Tuncurry midge orchid
- Conservation status: Critically endangered (EPBC Act)

Scientific classification
- Kingdom: Plantae
- Clade: Tracheophytes
- Clade: Angiosperms
- Clade: Monocots
- Order: Asparagales
- Family: Orchidaceae
- Subfamily: Orchidoideae
- Tribe: Diurideae
- Genus: Genoplesium
- Species: G. littorale
- Binomial name: Genoplesium littorale D.L.Jones
- Synonyms: Corunastylis littoralis (D.L.Jones) D.L.Jones & M.A.Clem.

= Genoplesium littorale =

- Genus: Genoplesium
- Species: littorale
- Authority: D.L.Jones
- Conservation status: CR
- Synonyms: Corunastylis littoralis (D.L.Jones) D.L.Jones & M.A.Clem.

Species of orchid

Genoplesium littorale, commonly known as the Tuncurry midge orchid, is a species of small terrestrial orchid endemic that is endemic to New South Wales. It has a single thin leaf fused to the flowering stem and up to thirty small green flowers with a purple-brown labellum. It is only known from fewer than two thousand plants in a small area on the New South Wales North Coast and is critically endangered.

==Description==
Genoplesium littorale is a terrestrial, perennial, deciduous, herb with an underground tuber and a single thin, dark green leaf, 100-250 mm long with a reddish base and fused to the flowering stem with the free part 10-18 mm long. Between five and thirty green flowers are crowded along a flowering stem 10-30 mm tall. The flowers lean downwards, are about 5 mm long, 4 mm wide and inverted so that the labellum is above the column rather than below it. The dorsal sepal is about 4 mm long and 2.5 mm wide, with a pointed tip and hairless edges. The lateral sepals are about 4.5 mm long, 1 mm wide, point downwards and spread widely apart from each other. The petals are about 3 mm long, 1 mm wide, with a sharply pointed tip and hairless edges. The labellum is purplish brown, oblong, about 2.5 mm long, 1 mm wide with a curled, sharply pointed tip and hairless edges. There is a callus in the centre of the labellum and extending almost to its tip. Flowering occurs from March to May.

==Taxonomy and naming==
The Tuncurry midge orchid was first formally described in 2001 by David Jones from a specimen collected near Tuncurry and the description was published in The Orchadian. In 2002, David Jones and Mark Clements changed the name to Corunastylis littorale but the change is not accepted by the Australian Plant Census. The specific epithet (littorale) is derived from the Latin word littus meaning "shore".

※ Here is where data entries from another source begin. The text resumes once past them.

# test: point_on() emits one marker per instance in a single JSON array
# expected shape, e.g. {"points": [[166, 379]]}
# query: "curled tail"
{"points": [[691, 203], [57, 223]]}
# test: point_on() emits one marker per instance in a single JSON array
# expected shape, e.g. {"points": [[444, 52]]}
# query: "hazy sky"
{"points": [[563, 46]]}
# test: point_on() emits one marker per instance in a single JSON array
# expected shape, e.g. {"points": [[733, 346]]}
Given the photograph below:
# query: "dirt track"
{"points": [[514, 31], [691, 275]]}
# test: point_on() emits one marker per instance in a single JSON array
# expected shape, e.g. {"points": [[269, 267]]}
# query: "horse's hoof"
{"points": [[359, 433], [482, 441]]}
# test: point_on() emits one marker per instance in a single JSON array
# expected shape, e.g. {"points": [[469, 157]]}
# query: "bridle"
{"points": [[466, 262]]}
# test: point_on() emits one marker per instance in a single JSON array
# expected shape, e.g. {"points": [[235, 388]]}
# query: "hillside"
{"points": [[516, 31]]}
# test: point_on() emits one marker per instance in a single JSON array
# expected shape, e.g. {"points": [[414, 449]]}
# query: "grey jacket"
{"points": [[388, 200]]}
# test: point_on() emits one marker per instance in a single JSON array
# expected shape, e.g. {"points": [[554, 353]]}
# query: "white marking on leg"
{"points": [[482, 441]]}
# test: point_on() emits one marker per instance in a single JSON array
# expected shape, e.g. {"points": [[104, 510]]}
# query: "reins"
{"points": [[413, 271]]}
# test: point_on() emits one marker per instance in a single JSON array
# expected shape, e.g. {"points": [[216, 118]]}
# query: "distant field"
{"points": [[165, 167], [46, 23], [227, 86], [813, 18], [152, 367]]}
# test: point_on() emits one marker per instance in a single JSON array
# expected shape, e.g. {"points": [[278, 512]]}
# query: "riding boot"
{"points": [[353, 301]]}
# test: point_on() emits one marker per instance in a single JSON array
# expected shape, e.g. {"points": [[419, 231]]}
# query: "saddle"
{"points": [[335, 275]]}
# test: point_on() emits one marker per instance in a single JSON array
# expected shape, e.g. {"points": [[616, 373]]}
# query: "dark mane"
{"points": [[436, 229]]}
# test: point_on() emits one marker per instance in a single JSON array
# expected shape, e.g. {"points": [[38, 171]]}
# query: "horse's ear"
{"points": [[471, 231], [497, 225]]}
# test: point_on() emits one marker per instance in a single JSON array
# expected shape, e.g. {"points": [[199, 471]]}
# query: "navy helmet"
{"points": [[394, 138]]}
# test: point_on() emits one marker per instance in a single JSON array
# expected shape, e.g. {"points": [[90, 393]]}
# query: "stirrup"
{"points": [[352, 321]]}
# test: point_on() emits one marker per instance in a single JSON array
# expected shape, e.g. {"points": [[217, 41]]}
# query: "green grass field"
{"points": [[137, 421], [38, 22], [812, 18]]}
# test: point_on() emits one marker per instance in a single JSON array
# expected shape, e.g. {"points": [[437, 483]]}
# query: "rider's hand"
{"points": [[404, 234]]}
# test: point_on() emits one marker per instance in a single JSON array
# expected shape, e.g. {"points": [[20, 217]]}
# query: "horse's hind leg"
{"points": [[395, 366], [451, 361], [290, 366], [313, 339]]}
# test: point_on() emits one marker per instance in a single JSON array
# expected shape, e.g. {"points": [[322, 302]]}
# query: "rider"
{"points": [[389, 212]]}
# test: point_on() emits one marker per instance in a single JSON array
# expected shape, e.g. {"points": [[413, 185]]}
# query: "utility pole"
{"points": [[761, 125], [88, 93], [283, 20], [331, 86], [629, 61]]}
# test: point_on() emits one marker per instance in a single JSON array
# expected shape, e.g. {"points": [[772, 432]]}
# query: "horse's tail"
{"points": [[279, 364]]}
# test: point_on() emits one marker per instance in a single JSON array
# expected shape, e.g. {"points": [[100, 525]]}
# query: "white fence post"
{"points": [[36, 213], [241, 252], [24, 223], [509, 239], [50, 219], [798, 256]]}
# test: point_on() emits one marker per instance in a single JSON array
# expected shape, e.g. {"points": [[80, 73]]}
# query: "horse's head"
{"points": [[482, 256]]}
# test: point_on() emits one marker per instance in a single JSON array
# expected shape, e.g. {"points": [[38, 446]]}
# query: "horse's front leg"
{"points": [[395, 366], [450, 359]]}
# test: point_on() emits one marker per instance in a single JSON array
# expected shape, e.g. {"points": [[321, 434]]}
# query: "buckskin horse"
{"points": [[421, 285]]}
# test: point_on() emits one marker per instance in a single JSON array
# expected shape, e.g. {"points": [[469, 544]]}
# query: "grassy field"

==Distribution and habitat==
Genoplesium littorale grows in scrub on stabilised sand dunes in the Forster-Tuncurry area.

==Ecology==
Five species of flies in the genera Conioscinella and Cadrema have been shown to pollinate G. littorale. The insects are rewarded with nectar, although the nectar supply is quickly depleted by visiting flies.

==Conservation==
In 2010, the total population of the G. littorale was estimated to be 1,960 plants. The species is threatened by weed invasion, grazing by rabbits and possible future residential developments. It is listed as "critically endangered" (CR) under the Environment Protection and Biodiversity Conservation Act 1999 (EPBC Act) and under the New South Wales Government NSW New South Wales Threatened Species Conservation Act 1995.